From 3fa805c37dd4d3e72ae5c58800f3f46ab3ca1f70 Mon Sep 17 00:00:00 2001
From: Breno Leitao <leitao@debian.org>
Date: Fri, 10 Oct 2025 03:36:50 -0700
Subject: vmcoreinfo: track and log recoverable hardware errors
MIME-Version: 1.0
Content-Type: text/plain; charset=UTF-8
Content-Transfer-Encoding: 8bit

Introduce a generic infrastructure for tracking recoverable hardware
errors (HW errors that are visible to the OS but does not cause a panic)
and record them for vmcore consumption.  This aids post-mortem crash
analysis tools by preserving a count and timestamp for the last occurrence
of such errors.  On the other side, correctable errors, which the OS
typically remains unaware of because the underlying hardware handles them
transparently, are less relevant for crash dump and therefore are NOT
tracked in this infrastructure.

Add centralized logging for sources of recoverable hardware errors based
on the subsystem it has been notified.

hwerror_data is write-only at kernel runtime, and it is meant to be read
from vmcore using tools like crash/drgn.  For example, this is how it
looks like when opening the crashdump from drgn.

	>>> prog['hwerror_data']
	(struct hwerror_info[1]){
		{
			.count = (int)844,
			.timestamp = (time64_t)1752852018,
		},
		...

This helps fleet operators quickly triage whether a crash may be
influenced by hardware recoverable errors (which executes a uncommon code
path in the kernel), especially when recoverable errors occurred shortly
before a panic, such as the bug fixed by commit ee62ce7a1d90 ("page_pool:
Track DMA-mapped pages and unmap them when destroying the pool")

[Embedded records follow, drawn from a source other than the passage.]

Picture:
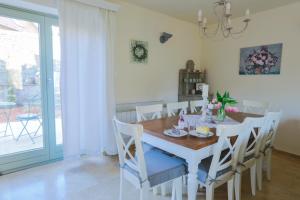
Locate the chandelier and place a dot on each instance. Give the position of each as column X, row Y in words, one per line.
column 224, row 20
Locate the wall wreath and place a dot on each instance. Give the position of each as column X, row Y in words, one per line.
column 139, row 51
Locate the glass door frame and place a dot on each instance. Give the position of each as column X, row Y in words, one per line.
column 50, row 150
column 56, row 151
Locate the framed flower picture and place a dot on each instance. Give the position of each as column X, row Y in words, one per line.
column 261, row 60
column 139, row 51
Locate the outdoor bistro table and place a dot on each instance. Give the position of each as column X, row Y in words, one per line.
column 190, row 148
column 5, row 108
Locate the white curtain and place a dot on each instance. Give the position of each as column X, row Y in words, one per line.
column 87, row 83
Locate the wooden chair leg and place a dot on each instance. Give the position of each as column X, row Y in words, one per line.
column 155, row 190
column 163, row 189
column 121, row 185
column 237, row 185
column 144, row 193
column 178, row 186
column 259, row 172
column 269, row 164
column 253, row 179
column 210, row 190
column 230, row 188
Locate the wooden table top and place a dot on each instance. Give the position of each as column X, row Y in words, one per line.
column 156, row 128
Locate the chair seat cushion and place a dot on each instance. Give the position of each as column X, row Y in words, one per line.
column 204, row 167
column 161, row 167
column 147, row 147
column 28, row 116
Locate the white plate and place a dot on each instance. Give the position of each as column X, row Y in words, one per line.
column 201, row 135
column 180, row 133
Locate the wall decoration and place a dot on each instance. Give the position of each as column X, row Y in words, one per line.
column 261, row 59
column 139, row 51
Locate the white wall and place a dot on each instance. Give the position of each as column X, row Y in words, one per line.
column 157, row 80
column 281, row 25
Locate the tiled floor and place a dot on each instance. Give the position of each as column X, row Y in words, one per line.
column 98, row 179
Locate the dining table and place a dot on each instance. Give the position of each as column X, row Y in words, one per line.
column 190, row 148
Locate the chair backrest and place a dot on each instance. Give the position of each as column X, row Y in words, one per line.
column 172, row 108
column 226, row 134
column 253, row 138
column 126, row 135
column 154, row 110
column 255, row 107
column 273, row 119
column 197, row 104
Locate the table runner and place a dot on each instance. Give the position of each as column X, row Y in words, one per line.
column 197, row 120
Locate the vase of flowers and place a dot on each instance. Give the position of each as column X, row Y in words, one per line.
column 223, row 101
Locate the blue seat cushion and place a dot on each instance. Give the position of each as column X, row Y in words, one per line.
column 147, row 147
column 204, row 167
column 28, row 116
column 161, row 167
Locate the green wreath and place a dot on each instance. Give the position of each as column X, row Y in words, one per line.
column 139, row 52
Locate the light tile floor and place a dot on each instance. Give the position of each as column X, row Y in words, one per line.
column 98, row 179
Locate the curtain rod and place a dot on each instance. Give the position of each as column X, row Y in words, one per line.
column 52, row 10
column 101, row 4
column 30, row 6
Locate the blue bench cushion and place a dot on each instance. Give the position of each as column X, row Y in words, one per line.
column 147, row 147
column 204, row 167
column 161, row 167
column 28, row 116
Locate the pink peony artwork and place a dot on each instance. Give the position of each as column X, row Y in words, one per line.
column 261, row 60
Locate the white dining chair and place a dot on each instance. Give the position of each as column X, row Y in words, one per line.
column 149, row 112
column 249, row 153
column 273, row 119
column 255, row 107
column 177, row 107
column 195, row 105
column 220, row 168
column 145, row 170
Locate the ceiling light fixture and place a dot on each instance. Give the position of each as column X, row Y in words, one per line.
column 224, row 20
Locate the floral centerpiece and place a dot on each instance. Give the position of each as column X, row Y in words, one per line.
column 221, row 105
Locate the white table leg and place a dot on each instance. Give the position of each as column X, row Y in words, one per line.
column 192, row 179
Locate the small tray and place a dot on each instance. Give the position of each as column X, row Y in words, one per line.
column 201, row 135
column 175, row 133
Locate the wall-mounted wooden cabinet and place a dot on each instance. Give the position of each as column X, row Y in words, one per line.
column 189, row 87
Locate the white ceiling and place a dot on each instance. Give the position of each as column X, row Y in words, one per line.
column 188, row 9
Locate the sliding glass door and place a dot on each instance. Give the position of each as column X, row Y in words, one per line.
column 30, row 122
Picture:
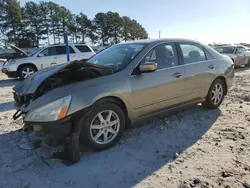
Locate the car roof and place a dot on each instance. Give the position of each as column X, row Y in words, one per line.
column 147, row 41
column 232, row 46
column 51, row 45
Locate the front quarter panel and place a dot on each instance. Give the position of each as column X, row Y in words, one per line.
column 85, row 94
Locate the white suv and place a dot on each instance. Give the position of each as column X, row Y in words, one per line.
column 44, row 57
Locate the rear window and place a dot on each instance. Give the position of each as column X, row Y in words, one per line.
column 83, row 48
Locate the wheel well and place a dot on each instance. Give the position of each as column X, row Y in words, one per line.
column 225, row 82
column 120, row 103
column 30, row 64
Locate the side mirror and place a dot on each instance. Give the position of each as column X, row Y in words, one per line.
column 40, row 55
column 148, row 67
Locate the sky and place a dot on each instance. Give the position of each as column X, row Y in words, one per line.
column 208, row 21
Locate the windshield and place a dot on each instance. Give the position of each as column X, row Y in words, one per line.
column 34, row 52
column 117, row 56
column 226, row 50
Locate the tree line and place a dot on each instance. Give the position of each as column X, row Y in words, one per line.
column 28, row 25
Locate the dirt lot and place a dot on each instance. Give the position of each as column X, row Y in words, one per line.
column 195, row 148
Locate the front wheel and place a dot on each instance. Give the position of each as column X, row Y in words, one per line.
column 103, row 127
column 215, row 94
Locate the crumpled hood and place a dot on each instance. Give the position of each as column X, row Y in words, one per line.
column 30, row 84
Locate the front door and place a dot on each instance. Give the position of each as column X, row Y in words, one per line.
column 163, row 88
column 200, row 70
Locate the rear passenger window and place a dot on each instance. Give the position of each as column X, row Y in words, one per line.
column 192, row 53
column 71, row 50
column 83, row 48
column 164, row 55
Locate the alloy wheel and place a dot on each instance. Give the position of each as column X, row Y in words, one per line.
column 217, row 93
column 104, row 127
column 26, row 72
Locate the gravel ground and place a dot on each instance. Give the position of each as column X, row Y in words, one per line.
column 195, row 148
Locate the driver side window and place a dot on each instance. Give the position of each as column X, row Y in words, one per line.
column 164, row 55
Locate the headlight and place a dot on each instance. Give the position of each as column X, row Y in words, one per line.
column 53, row 111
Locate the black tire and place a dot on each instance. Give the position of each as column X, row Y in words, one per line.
column 85, row 136
column 209, row 104
column 27, row 67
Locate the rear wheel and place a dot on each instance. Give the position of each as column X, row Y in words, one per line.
column 215, row 94
column 103, row 127
column 26, row 71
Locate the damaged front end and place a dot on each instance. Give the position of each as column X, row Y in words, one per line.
column 48, row 115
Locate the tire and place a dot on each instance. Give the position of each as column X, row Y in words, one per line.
column 89, row 133
column 211, row 102
column 29, row 69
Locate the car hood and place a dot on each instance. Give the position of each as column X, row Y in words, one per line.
column 31, row 84
column 19, row 51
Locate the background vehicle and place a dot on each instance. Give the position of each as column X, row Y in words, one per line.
column 239, row 54
column 28, row 64
column 124, row 83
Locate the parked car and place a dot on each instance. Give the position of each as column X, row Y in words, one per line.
column 239, row 54
column 10, row 55
column 96, row 100
column 2, row 61
column 28, row 64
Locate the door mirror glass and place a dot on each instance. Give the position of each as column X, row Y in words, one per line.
column 40, row 55
column 148, row 67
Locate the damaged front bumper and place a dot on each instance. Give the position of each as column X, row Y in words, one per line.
column 54, row 132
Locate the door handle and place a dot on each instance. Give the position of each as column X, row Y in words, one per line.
column 177, row 75
column 211, row 66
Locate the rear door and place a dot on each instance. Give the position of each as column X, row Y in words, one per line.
column 163, row 88
column 200, row 70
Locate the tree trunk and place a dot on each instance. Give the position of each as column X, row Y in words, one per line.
column 48, row 35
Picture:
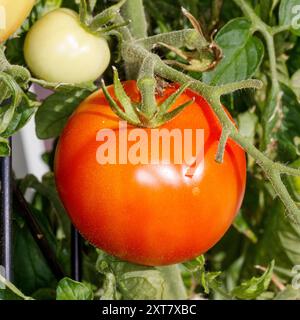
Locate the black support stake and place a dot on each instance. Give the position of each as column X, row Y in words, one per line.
column 6, row 216
column 76, row 256
column 37, row 233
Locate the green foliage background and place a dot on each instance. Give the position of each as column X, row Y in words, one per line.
column 256, row 257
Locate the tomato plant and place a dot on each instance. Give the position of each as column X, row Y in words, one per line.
column 12, row 15
column 128, row 209
column 58, row 49
column 171, row 70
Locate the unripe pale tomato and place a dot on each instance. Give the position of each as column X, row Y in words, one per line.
column 58, row 49
column 12, row 15
column 151, row 214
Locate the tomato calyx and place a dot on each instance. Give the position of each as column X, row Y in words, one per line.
column 202, row 58
column 148, row 113
column 101, row 24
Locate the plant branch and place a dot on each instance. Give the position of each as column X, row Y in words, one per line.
column 13, row 288
column 134, row 11
column 134, row 52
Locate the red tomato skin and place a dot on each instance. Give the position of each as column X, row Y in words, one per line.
column 148, row 214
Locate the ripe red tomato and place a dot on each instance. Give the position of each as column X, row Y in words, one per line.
column 148, row 214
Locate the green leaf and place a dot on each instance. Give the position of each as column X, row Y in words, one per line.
column 295, row 80
column 196, row 264
column 109, row 287
column 254, row 287
column 22, row 115
column 140, row 282
column 69, row 289
column 242, row 226
column 247, row 122
column 4, row 147
column 53, row 114
column 242, row 52
column 31, row 271
column 288, row 128
column 289, row 293
column 289, row 15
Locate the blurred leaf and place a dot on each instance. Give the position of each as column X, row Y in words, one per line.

This is not intended to replace full hardware diagnostics but provides a
fast way to correlate hardware events with kernel panics quickly.

Rare machine check exceptions—like those indicated by mce_flags.p5 or
mce_flags.winchip—are not accounted for in this method, as they fall
outside the intended usage scope for this feature's user base.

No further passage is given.